Ask Señor Cactus!
on August 6, 2011 at 12:01 am
translated by Mr. Shit
transcribed by Tony DiGerolamo
And now it’s time for that prickly purveyor of wisdom…
The king of the Caryophyllales-Cactaceae…
Ladies and gentlemon’, the great Señor Cactus!
Rodent Roomie,
Dear Señor Cactus,
My roommate has a ferret and he won’t stop talking about it. He’s constantly asking me to look out for it and feed it and check on it. It’s driving me crazy. What’s the penalty for ferreticide?
Sincerely,
John R., Virginia Tech
Dear Ferret Hater
Cactus say, on your campus, whatever you do, don’t threaten to shoot it. He also remind you dat rodents in cages are fun, friendly pets, but rodents in your living space are vermin. Maybe drop some peanut butter on your roommate’s nads while he’s asleep and a ferret bite will take care of the situation for ya!
Nervous in Nebraska
Mr. Cactus,
My boyfriend had a bad break up with a long time ex, but he remained friends with her. I recently found out by checking his browser that he emails her almost on a daily basis! I confronted him.
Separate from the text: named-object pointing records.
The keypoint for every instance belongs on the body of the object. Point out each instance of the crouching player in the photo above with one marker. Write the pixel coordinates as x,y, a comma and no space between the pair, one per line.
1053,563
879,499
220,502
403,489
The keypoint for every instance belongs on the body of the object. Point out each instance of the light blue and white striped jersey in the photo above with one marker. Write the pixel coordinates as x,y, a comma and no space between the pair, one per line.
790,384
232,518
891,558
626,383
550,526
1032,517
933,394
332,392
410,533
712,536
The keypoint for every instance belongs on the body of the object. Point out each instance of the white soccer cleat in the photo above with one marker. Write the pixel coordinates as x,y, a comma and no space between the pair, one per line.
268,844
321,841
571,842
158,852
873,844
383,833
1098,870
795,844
He says it’s “no big deal” but I say it’s too intimate! Should I dump him?
Dora, 20, U of N
Dear Dora the Explorer Explorer
Cactus say, da problem is yer not bonin’ yer man enough! You think he’d be on the Internet arrangin’ somethin’ on da side if he couldn’t see straight from all the constant orgasms? Let him bone ya three, four, five times a day. Then see if he ever remember dat bitch’s name.
Butt Master
Señor Cactus:
I like big butts and I cannot lie.
Signed,
Some Dude
Dear Dude
Cactus say, sure you can! Next time you wake up with a chick dat look like this, Cactus bet you suddenly don’t remember yer phone number.
Bored in Birmingham
Hey Señor Cactus,
I love my girlfriend, but I’m just so bored with our relationship. We don’t do anything and our conversations just drift into silence. It’s like I spend all day coming up with excuses to duck her. I love her, but I can’t take much more. Help.
A.J., 19, BSU
Dear Bored Hillbilly
Cactus say, da secret to life is to realize dat everyone is boring! Why do ya think everyone get drunk and high all da time? Because who could stand life sober? Cactus and Mistah Shit say, it time to buy some chronic and keep smokin’ until she interesting! And hey, you probably bore da shit out of her too! So make sure you get da right bong!